The Vaudevillians with Jinkx Monsoon
The winner of RuPaul's Drag Race makes her New York City debut in an uproariously funny yet seriously smart evening of cabaret.
It's Monsoon season in New York City if the lengthy line to get into the storm shelter-like Laurie Beechman Theatre is any indication. The Vaudevillians, a new, high-concept cabaret act starring Major Scales (aka Richard Andriessen) and Jinkx Monsoon (aka Jerick Hoffer) has come to town. While I doubt the crowds would be quite so big if Monsoon were not the winner of season five of RuPaul's Drag Race, I am happy to report that The Vaudevillians stands on its own as an intelligent and entertaining evening of song, dance, and comedy.
Scales and Monsoon play husband-and-wife vaudeville act Dr. Dan Von Dandy and Kitty Witless. They were frozen in ice in the 1920s during a tour of Antarctica, but thanks to the magic of global warming, they're back and ready to perform some of their biggest hit songs. With Dr. Von Dandy seated behind a grand piano and Witless very often on top of it, they offer jazz-age versions of Queen's "Fat Bottomed Girls" and Soft Cell's "Tainted Love." Who knew that Janis Joplin's "Piece of My Heart" was actually a Charleston?

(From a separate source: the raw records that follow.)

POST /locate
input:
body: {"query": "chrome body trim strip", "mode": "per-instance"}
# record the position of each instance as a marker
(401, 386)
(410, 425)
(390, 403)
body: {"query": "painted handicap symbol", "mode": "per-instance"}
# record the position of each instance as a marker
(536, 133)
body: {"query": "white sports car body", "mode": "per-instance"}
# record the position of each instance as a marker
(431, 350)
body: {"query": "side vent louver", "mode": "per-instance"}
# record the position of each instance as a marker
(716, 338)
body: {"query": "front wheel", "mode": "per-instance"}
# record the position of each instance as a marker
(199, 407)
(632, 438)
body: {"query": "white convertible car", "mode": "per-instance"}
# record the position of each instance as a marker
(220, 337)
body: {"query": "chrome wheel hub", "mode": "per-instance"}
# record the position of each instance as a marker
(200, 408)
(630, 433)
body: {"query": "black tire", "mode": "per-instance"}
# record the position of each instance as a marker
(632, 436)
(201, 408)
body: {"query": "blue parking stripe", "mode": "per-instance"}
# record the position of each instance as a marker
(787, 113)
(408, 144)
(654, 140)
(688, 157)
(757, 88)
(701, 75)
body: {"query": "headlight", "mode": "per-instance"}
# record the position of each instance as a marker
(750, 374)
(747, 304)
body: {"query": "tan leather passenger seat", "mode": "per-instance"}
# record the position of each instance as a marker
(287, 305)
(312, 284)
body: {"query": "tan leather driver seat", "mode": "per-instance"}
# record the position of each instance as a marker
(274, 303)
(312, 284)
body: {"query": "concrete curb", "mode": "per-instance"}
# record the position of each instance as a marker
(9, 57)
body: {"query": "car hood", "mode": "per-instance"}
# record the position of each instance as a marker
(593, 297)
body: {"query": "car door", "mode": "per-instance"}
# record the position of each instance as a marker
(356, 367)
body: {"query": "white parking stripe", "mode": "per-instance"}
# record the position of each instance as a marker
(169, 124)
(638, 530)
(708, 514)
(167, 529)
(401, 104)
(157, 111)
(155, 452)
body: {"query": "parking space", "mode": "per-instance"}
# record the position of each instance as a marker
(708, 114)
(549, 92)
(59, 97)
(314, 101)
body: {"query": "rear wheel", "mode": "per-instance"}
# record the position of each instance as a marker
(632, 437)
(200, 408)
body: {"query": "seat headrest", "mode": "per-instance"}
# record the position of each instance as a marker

The cocaine-addled Ms. Witless informs the audience, "Unfortunately, that song was ripped off by another famous drug addict." Since Dr. Von Dandy didn't think to file copyright on any of his songs, they all were! With straight faces they explain how Gloria Gaynor's "I Will Survive" was actually written as a showstopper for Nora in their musical A Doll's House 2: Electric Boogaloo.
With her bravura performance as Little Edie Bouvier Beale on the "Snatch Game" episode of Drag Race, Monsoon set herself apart as the most culturally literate queen in a season that was sorely lacking. Yes, Monsoon is a man in a dress, but that doesn't mean her act has to be completely stupid. True to form, The Vaudevillians is a heady mix of the sacred and profane. "Read a book," she barks, responding to the blank stares in the audience as she elaborates on the couple's polyamorous relationship with Kurt Weill. A jazzy rendition of Britney Spears' "Toxic" is dedicated to Marie Curie, a dear friend with a "glowing personality." Simultaneously sophomoric and highbrow, this is seriously smart cabaret that won't put you to sleep, no matter how much gin you imbibe.

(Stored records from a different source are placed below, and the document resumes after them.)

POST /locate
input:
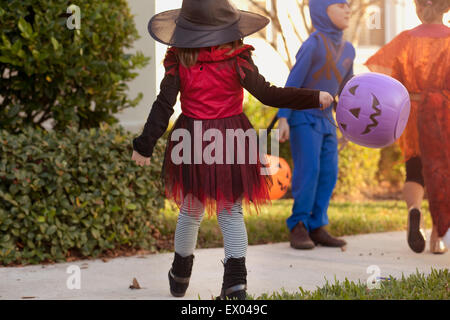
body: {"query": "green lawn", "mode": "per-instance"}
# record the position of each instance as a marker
(434, 286)
(346, 218)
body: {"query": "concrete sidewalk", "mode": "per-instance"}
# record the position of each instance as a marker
(270, 268)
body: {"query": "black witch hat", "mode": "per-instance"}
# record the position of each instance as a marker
(204, 23)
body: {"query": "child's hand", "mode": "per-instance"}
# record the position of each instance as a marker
(325, 99)
(140, 160)
(283, 126)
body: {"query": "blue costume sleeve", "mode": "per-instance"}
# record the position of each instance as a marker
(300, 70)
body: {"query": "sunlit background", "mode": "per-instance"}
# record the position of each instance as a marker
(374, 23)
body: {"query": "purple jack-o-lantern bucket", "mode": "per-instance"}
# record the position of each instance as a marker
(373, 110)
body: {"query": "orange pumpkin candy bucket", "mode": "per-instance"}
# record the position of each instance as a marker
(279, 170)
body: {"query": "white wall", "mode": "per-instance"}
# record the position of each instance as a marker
(400, 15)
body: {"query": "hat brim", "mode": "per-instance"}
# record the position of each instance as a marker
(163, 28)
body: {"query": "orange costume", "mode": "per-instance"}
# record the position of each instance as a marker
(420, 59)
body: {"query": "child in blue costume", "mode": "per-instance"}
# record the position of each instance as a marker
(325, 62)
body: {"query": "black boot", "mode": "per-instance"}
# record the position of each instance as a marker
(234, 284)
(180, 274)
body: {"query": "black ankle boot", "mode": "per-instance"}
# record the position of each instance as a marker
(180, 274)
(234, 284)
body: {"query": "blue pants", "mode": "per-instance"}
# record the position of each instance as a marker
(315, 157)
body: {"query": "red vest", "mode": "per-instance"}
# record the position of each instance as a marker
(211, 89)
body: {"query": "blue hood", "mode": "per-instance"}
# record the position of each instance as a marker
(321, 21)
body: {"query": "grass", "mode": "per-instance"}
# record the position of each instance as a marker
(345, 218)
(434, 286)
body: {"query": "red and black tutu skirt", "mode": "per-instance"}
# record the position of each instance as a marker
(213, 169)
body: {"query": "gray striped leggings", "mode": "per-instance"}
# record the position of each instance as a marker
(231, 224)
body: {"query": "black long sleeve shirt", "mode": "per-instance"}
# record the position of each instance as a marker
(253, 82)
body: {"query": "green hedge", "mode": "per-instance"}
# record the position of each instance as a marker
(51, 71)
(358, 167)
(75, 193)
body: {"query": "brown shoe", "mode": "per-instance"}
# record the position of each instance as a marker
(300, 238)
(437, 246)
(415, 233)
(322, 237)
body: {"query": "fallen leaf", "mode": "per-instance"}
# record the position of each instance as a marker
(135, 284)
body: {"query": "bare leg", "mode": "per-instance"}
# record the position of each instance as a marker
(413, 194)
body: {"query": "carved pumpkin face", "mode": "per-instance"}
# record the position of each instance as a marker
(373, 110)
(281, 178)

Like her predecessor Sharon Needles, Monsoon tapped into a constituency of gay men and their allies who felt unrepresented by the Glamazon pageant queens who had hitherto dominated RuPaul's Drag Race. Her fellow contestants often ridiculed her for being "too theatrical," only solidifying her popularity among those yearning for a theater queen to rule them all. Goth girls and alternaqueers were out in force at the performance I attended. A pretty-eyed black-clad gentleman wearing a t-shirt that said "I ♥ Shoes, Booze, and Boys with Tattoos" seemed to represent the collective sentiments of the audience when he was invited onstage.
Scales has the most difficult job, playing opposite someone with such a built-in fan base. None of these people bought a ticket to see him. Yet he holds his own as an equal part of the show. With an unwavering Upstate New York accent and an elastic face, Scales plays the closet homosexual Von Dandy to the hilt. His crisp delivery of DJ Kool's "Let Me Clear My Throat" (with slightly altered lyrics) proves the importance of precise elocution in hip-hop.

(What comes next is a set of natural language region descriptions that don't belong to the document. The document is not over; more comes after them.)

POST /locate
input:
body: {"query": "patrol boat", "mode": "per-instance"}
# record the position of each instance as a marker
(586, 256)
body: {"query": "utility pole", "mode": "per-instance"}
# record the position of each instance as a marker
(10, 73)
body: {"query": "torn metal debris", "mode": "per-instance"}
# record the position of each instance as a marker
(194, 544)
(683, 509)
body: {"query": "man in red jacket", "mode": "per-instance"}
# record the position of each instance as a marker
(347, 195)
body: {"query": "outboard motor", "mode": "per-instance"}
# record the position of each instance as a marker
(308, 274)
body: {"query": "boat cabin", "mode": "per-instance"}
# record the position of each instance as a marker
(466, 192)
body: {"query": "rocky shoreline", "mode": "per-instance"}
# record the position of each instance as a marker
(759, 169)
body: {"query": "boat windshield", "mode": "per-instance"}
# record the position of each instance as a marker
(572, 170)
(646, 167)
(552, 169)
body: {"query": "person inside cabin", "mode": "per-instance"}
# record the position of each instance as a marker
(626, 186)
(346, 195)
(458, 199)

Monsoon is as zany live as her television fans have come to expect. Perfect comic timing directs a high-flying falsetto that will lead you to forget that the sequined chanteuse before you is actually a man. Girlfriend has pipes of steel.
The cabaret drag act is not a new invention. Yet, when done well, as is seen here, it is a winning formula for an unforgettable evening of entertainment. Jinkx Monsoon and Major Scales are the millennial Kiki and Herb. I hope this is the first of many visits to New York for this Seattle-based cabaret treasure.